Eventually we reached a sharp turn in the sough, to be greeted by an old ladder heading a fair distance above. A bold step off it halfway  up it onto a ledge took us into Glebe, and had a look about the various levels and rooms in there. All quite urbex-y being relatively modern, with rails and metalwork, hose, cables and concrete steps.

Knowing nothing of the place, I followed along and at some point we headed into middle-level Doom. This was more like it. Lots of natural and Jon pointed out a number of leads waiting to be pushed or continued. Signs of t’owd man were everywhere, including a complete clay pipe looking like it’d been left there yesterday. All over the walls were small pockets of clay with fingerprints in them and some impressive dry stone walling protecting the walkway from a deep hole on the edge.

Keen to press on we climbed up a wall, handily equipped with rebar staples, and entered the – to me notorious - Loperamide Lust, a key feature of Cussey Pot for so long and yet this was to be my maiden grovel. Unlike the various videos and stories I’d heard, it was not the soaking wet slop-fest I expected. The mud had dried out to an almost plasticene consistency and I found myself wishing it was a bit wetter. Nevertheless, with hands out in front and toes doing most of the pushing I made decent progress and eventually found myself at a fairly significant change in angle. This up-slope was an absolute bastard. Already feeling it by this point, I struggled to make any upward progress. I felt hands at my feet – Ben to the rescue – and apologised in advance as I started to kick and push, and in no time I was turning onto my back looking up into the relative vastness of Inglorious Bastard… I knew where I was now and was ready for the familiar climb out of Cussey.
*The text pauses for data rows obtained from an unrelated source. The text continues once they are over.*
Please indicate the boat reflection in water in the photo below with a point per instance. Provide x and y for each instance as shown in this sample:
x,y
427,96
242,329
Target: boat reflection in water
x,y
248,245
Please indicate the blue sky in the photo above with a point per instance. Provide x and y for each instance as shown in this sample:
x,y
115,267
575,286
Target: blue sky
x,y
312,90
As my last trip down and back out from here had felt easy, I looked forward to the technicalities of the Shattered Dreams squeeze and Coconut Airways, and set off up the rope…. Listening to the others chatting at the bottom, I was a bit too keen to hang on the rope at the top and join in the conversation….but resting doesn’t equal moving so off I went again to get off the pitch and make my way over the hole to the next rope. By now nothing felt easy, so I reminded myself to take it steady… something I’d heard about most accidents happening after a long drive occur a mile away from home, now wouldn’t be a good time to do something daft. The shattered dreams pitch felt awkward and horrible, but I was nearly there. A couple of months ago, the sight of the vertical squeeze up would have been met with anything but relief but here I was, I knew how to do it just right and just slid up and through it, and like every other time, it felt amazing. On to Coconut, my new route up it making it feel like a normal climb rather than the living end that my first journey up had been, albeit one where the pull on the stemple took a concerted effort to engage with.
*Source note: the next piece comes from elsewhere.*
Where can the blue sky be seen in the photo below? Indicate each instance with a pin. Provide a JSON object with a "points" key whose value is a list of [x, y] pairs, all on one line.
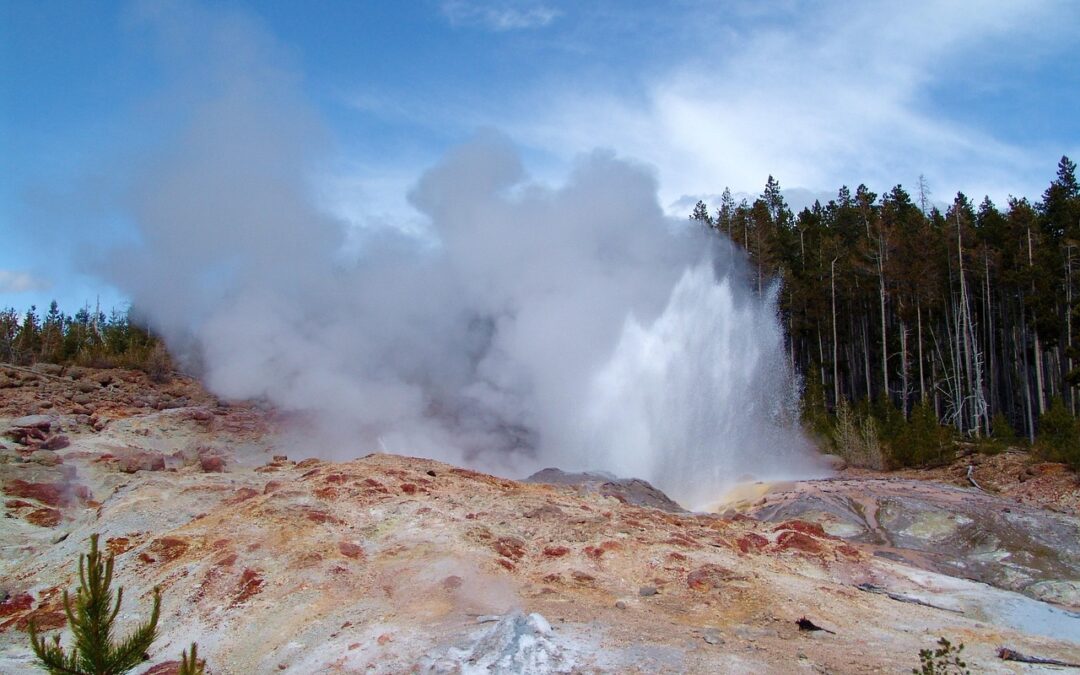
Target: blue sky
{"points": [[977, 96]]}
All that remained was to make the entrance pitch feel and operate like I really had never done SRT before, and I hauled myself out into the balmy Eyam dusk. The walk through the village really did feel like a trek so I was very grateful to Sam as he’d already got changed, closed the Cliffstile lid and retrieved my spanner.

Back at the vans, it felt amazing to be chatting and laughing with such a fantastic bunch, and as I have done a lot recently, I felt elated at the trip we’d just had and moreso at the team I had to do it with. Particularly as at this point I discovered that I literally couldn’t get my wetsuit off so one of them had to draw the short straw and peel me out of it.

Ben treated us all to cake and the beer went down as the dusk turned to darkness.